The Russian Invasion of Ukraine, One Year In
This special edition of the Dinner Table Digest highlights some media - writing, images, and videos - at the one year mark of the Russian genocidal invasion of Ukraine.
This special edition of the Dinner Table Digest highlights some media - writing, images, and videos - at the one year mark of the Russian genocidal invasion of Ukraine. I’ve picked pieces that are intended to make us think about the cost and consequences of war more generally, along with stories that offer a small glimpse of the needless suffering of Ukrainians at the hands of the Russian military apparatus.

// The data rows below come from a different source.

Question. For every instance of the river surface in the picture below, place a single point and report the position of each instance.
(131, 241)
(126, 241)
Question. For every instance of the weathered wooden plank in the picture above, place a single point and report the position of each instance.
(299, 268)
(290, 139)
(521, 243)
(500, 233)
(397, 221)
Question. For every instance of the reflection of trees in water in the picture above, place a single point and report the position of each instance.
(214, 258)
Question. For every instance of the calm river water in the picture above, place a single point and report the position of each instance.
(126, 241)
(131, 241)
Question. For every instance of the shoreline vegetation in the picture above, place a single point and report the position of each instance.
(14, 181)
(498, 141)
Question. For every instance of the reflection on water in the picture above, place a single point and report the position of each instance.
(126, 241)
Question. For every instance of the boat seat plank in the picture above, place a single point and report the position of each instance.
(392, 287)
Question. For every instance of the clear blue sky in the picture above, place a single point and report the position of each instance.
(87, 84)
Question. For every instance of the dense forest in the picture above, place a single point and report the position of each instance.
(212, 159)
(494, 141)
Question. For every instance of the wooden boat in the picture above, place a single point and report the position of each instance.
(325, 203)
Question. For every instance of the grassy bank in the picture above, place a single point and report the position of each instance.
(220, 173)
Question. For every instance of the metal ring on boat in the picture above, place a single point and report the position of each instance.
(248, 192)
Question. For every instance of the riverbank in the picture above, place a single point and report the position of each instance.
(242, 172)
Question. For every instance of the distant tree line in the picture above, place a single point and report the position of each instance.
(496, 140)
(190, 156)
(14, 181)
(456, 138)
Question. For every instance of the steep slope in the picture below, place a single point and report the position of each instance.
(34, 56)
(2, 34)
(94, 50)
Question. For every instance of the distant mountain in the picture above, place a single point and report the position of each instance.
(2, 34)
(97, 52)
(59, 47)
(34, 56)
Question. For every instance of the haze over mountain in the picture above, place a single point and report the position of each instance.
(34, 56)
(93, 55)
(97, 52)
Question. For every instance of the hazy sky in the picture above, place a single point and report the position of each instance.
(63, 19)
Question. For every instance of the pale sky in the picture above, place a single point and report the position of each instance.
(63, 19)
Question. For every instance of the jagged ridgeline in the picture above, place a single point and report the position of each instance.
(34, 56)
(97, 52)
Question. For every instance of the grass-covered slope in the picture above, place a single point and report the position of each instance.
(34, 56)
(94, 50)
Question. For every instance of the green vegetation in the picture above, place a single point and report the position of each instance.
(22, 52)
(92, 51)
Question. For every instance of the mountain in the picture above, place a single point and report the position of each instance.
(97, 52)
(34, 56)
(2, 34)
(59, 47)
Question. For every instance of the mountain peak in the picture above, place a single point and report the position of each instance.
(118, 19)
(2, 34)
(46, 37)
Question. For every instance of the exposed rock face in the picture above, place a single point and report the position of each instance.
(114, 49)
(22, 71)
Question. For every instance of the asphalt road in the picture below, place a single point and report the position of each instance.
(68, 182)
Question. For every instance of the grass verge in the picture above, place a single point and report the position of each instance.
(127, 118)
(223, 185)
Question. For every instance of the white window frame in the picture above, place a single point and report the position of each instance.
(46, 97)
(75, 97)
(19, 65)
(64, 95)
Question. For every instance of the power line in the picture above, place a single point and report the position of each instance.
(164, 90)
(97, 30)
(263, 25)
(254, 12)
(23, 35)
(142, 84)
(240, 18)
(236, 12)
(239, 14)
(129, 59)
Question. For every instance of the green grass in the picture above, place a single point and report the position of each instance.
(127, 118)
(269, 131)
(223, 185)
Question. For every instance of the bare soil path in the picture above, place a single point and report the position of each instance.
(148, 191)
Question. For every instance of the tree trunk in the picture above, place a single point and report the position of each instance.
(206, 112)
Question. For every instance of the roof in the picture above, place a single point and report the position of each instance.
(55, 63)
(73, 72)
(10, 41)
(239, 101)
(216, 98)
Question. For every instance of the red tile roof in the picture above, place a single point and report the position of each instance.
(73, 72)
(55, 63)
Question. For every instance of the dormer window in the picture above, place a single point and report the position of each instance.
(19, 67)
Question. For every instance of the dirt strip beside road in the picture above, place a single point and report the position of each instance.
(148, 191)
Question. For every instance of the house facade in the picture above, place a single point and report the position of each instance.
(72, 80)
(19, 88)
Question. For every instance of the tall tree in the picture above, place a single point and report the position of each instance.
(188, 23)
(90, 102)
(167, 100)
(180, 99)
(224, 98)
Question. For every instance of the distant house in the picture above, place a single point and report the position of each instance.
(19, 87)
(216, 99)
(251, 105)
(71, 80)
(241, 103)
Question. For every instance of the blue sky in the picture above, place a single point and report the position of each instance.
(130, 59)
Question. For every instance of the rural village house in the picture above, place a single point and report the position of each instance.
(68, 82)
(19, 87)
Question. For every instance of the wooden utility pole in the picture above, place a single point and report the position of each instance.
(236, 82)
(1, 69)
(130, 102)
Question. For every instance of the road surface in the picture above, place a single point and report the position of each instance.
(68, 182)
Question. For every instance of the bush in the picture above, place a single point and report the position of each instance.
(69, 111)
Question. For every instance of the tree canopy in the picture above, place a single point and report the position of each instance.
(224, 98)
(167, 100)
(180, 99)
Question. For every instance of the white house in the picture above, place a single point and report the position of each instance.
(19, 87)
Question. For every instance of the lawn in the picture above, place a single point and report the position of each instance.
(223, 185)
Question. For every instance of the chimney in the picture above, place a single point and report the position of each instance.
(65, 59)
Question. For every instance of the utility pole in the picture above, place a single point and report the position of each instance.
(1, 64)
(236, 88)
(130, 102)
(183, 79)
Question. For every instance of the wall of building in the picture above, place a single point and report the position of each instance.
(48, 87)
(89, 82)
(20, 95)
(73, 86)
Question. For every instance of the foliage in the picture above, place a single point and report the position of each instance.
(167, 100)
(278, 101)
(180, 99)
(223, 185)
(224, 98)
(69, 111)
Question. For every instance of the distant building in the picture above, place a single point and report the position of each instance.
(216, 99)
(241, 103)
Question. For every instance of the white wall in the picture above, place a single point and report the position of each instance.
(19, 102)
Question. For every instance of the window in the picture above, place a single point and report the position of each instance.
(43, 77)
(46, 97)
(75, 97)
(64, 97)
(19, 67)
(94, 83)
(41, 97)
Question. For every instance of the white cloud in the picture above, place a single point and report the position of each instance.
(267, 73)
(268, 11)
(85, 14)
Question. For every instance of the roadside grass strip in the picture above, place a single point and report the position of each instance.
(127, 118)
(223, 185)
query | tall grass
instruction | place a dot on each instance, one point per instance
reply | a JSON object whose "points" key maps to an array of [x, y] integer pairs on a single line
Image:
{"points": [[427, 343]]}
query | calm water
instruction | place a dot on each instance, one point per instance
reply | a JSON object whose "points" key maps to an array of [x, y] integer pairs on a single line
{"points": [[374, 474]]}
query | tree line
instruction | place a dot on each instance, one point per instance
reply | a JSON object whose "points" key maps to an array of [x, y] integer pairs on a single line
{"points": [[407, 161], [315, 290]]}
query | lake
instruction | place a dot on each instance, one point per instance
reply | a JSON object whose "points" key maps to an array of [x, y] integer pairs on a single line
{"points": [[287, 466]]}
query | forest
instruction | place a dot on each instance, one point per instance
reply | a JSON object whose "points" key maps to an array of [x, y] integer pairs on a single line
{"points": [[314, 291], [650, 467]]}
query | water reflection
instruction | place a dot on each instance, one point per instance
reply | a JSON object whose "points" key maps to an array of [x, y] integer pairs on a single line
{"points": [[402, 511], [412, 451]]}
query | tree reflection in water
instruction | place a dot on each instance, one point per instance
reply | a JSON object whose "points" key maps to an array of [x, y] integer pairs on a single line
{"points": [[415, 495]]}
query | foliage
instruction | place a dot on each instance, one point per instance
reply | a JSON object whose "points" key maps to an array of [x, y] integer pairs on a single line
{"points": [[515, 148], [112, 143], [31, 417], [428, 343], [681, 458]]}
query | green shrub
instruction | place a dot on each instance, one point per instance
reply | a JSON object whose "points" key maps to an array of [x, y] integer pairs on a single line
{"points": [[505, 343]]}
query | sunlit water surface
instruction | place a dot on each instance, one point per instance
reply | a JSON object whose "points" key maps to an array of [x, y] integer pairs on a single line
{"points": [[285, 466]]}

Sections: Images that Cannot Be Forgotten / Ukrainian Hatred for Russia / NFSW Video Footage of Trench Warfare / Trench Warfare in Ukraine / Hunting Russian Collaborators
Our Photographers in Ukraine on the Images They Can’t Forget - New York Times
Bakhmut, in the eastern Donbas region, began last year as the home of about 70,000 people. Over the year of war, I’ve watched the fighting chew this city apart, as both sides have thrown masses of troops and weaponry into desperate attempts to control it.
In the earlier months, it was always tense, but there were still civilians on the streets; Ukrainians, particularly in the east, have learned to live in the shadow of war. On this visit, it had reached a clear turning point in its militarization.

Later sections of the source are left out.